Zephyranthes robusta belongs to the genus Zephyranthes (rain lilies) of the tribe Hippeastreae, within the subfamily Amaryllidoideae of the amaryllis family (Amaryllidaceae). In older classifications, it was sometimes included within the lily family (Liliaceae). Once treated as Habranthus robustus, it is now re-included in Zephyranthes.

It is commonly known as the 'pink fairy lily', 'pink rain lily', 'pink zephyr lily', 'pink magic lily', 'pink fawn lily', and 'Colombian mini-amaryllis'. It is known as cebollita in Spanish.

Due to having the same common names, it is also frequently confused with other 'pink rain lilies' - namely Zephyranthes rosea and Zephyranthes carinata (also sold under the name Zephyranthes grandiflora). The three species are often mislabeled, but Z. robusta is easily recognizable from the other two by its larger, more strongly bent (and often asymmetrical), paler pink flowers. Z. robusta also has leaves covered with a fine grayish waxy coating (glaucous) in contrast to the leaves of Z. carinata.

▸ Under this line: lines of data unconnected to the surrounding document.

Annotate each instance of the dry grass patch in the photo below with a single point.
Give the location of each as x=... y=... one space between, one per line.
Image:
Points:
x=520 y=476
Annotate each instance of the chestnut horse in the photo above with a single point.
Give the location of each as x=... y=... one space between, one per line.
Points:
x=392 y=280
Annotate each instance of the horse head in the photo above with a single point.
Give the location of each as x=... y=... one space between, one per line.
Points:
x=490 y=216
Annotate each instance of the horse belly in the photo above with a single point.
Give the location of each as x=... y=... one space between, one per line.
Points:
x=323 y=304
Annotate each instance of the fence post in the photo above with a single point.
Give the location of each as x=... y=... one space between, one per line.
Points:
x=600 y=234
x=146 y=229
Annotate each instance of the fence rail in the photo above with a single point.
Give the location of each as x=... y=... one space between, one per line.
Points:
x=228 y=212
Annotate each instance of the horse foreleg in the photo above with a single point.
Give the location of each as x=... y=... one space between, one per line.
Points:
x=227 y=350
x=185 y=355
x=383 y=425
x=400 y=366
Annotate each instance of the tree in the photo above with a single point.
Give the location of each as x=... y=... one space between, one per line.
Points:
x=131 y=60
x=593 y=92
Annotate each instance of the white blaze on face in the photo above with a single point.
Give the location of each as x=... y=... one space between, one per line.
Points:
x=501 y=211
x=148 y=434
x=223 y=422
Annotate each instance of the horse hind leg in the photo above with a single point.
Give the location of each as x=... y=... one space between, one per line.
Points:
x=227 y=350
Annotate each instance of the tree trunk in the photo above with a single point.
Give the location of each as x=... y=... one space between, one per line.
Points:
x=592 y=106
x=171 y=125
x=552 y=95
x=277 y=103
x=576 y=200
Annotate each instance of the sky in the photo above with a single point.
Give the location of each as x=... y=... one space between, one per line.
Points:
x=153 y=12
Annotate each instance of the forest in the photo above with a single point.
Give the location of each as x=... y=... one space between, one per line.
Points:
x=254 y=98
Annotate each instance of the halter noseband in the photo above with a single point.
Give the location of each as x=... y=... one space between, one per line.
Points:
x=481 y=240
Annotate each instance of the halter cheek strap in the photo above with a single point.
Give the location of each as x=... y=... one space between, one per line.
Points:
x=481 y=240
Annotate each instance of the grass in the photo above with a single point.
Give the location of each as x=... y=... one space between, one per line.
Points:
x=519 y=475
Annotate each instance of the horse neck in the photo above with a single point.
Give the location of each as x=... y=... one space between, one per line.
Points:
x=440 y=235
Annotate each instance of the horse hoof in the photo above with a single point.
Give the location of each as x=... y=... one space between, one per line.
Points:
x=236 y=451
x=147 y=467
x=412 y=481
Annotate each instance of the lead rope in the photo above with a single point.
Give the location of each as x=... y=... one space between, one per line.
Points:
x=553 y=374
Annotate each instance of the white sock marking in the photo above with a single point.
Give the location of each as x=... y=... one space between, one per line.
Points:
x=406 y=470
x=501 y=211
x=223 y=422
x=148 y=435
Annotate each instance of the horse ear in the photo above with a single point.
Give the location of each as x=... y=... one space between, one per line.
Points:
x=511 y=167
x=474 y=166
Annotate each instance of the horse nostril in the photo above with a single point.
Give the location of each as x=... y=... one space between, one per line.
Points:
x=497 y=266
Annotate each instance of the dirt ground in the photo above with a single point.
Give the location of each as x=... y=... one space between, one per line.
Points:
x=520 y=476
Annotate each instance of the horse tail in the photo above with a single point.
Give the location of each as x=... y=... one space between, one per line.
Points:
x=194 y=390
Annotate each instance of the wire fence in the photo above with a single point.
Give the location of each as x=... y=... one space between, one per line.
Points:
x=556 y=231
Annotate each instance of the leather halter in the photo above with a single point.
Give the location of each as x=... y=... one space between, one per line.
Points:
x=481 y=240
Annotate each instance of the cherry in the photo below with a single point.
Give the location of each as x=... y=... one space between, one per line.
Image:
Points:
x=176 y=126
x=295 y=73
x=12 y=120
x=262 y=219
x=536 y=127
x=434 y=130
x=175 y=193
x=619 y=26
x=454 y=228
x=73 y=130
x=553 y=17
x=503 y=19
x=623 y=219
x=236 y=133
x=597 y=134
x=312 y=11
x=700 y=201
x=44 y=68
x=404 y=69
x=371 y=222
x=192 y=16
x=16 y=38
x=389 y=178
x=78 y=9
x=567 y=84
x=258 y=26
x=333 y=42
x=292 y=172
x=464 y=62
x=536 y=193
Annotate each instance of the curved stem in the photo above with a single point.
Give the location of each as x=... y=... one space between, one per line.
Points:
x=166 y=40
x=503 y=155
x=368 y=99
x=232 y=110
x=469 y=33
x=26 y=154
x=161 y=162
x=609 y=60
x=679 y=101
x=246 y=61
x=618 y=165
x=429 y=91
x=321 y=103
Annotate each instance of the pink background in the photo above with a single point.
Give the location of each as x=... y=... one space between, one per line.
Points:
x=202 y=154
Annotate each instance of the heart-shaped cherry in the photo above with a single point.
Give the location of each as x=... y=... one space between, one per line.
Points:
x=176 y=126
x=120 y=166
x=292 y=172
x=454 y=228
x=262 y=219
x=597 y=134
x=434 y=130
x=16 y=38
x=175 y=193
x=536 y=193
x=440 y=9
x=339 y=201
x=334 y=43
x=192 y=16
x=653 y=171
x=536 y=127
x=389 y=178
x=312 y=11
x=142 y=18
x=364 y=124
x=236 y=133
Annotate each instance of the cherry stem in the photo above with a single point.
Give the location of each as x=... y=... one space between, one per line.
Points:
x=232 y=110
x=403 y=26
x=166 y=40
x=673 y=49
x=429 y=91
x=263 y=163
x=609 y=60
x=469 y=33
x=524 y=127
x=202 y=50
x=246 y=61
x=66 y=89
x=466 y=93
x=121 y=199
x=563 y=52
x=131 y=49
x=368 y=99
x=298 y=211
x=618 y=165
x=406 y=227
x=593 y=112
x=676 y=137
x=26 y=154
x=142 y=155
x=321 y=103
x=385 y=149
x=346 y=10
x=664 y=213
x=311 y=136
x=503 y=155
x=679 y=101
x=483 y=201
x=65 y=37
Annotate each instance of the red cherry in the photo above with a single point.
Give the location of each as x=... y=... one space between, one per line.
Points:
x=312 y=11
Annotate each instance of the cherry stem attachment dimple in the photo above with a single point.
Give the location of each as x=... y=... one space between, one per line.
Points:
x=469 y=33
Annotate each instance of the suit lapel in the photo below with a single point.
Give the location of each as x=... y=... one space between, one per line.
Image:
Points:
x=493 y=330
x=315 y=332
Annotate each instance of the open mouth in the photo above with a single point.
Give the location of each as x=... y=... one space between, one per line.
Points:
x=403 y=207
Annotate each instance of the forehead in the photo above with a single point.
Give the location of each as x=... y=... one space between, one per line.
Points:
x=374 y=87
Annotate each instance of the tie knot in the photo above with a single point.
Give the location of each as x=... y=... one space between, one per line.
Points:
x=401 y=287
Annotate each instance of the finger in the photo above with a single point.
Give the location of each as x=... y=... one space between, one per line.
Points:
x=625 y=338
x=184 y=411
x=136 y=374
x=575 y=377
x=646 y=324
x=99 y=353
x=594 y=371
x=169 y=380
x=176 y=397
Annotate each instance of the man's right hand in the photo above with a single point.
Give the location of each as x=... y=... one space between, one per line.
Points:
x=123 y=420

==Distribution and habitat==
Zephyranthes robusta is believed to have originated from Rio Grande do Sul of Brazil. It is native to Brazil, Argentina, and Uruguay, and is widely naturalized elsewhere.

==Cultivation and uses==
Zephyranthes robusta is widely grown as an ornamental. It is one of the most prolific of the summer flowering rain lilies. They are propagated by dividing the bulbs (including offsets) and from seed. They are not as tolerant of colder temperatures as other rain lilies.

==Chemical composition==

The plant contains some toxic compounds like lycorine. Other compound include galanthamine, 3-epimacronine, hippeastidine, lycoramine, galanthine, haemanthamine, haemanthidine, hamayne, tazettine, vittatine, 11-hydroxy vittatine, 8-O-demethylmaritidine.

==Toxicity==
Similar to the closely related species of Zephyranthes, Z. robusta contains toxic alkaloids. Mainly galantamine-type alkaloids which can be lethal for humans.